PANAMA CITY/MIAMI,  (Reuters) – When a North Korean ship carrying Cuban arms was seized last week in Panama on suspicion of smuggling drugs, Cuba first said it was loaded with sugar for the people of North Korea, according to a Panamanian official familiar with the matter.

Cuban officials were quick to request the ship be released, pledging there were no drugs on board, and made no mention of the weapons which two days later were found hidden in the hold under 220,000 sacks of brown sugar, the official told Reuters.

“They said it was all a big misunderstanding,” the official said, speaking on condition of anonymity.

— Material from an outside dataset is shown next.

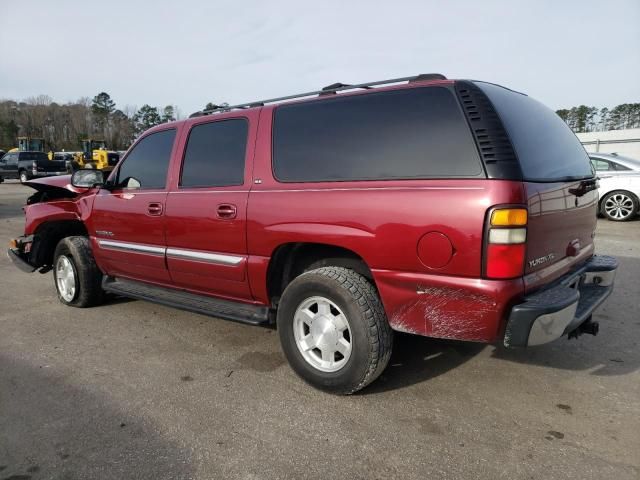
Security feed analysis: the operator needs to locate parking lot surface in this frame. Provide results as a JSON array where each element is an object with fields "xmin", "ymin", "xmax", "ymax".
[{"xmin": 0, "ymin": 182, "xmax": 640, "ymax": 480}]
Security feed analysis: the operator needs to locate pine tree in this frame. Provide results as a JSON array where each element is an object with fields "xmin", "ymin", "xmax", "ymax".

Cuba declined to comment on the official’s account.

Questions still surround the cargo of sugar and what Cuba called “obsolete” Soviet-era weapons which it said it was sending halfway around the world to be repaired in North Korea.

The discovery has put the already isolated Asian nation under increased diplomatic pressure because the cargo is suspected of being in breach of a U.N. arms embargo against Pyongyang over its nuclear and ballistic missile program. For Cuba, the benefits of smuggling out-of-date weapons to North Korea did not seem to make up for the potential pitfalls, experts said.

“It’s baffling. It’s hard to believe Cuba would risk so much for so little,” said Frank Mora, the Pentagon’s senior official for Latin America during president Obama’s first term.

Panamanian officials say the shipment was probably part of an arms-for-sugar exchange aimed at refurbishing Cuba’s aging air defenses.

“We understand it was a barter deal, arms for sugar, that’s what our intelligence sources are telling us,” said the Panamanian official familiar with the investigation.

A U.S. official confirmed that one of the theories being studied is that it may have been a barter deal.

While Cuba needs to upgrade its arsenal, Mora and others say, the botched smuggling operation was so clumsy and ill-conceived that it appeared out of character for the usually circumspect and highly disciplined Cuban military.

Nevertheless, it may not have been the first such attempt.Security experts say five North Korean-flagged vessels have transited through the Panama Canal in the last three years. One ship, the O Un Chong Nyon Ho, passed through the canal and docked in Havana in May 2012.

“It’s interesting that this kind of relationship exists between Cuba and North Korea,” said Bruce Bagley, a Latin America expert at the University of Miami and former consultant to Panama’s intelligence service.

“It shows that both Cuba and North Korea are quite isolated and are seeking some solace in each other’s commercial and diplomatic embraces.

They have few alternatives and they don’t have any hard cash,” he said.

A United Nations team is due to arrive in Panama on Aug. 5 to inspect the ship’s hold after the sugar has been unloaded.

Pyongyang has asked for the ship and crew to be returned but Panama dismissed the request after the U.S. government strongly backed its decision to seize the vessel.

A Panamanian frigate on routine patrol stopped the 155-meter (510-foot) Chong Chon Gang off the country’s Atlantic coast last week after it had left Cuba and was nearing the northern entrance to the Panama Canal, bound for North Korea.

Officers on the frigate noticed the ship was not issuing a transponder signal as required by maritime law, and suspected it was smuggling drugs, according to Panama’s Security Ministry.

The ship was boarded after the captain refused to stop. The crew sabotaged the ship’s electrical system and the bilge pumps, officials say, in a possible effort to scuttle the ship.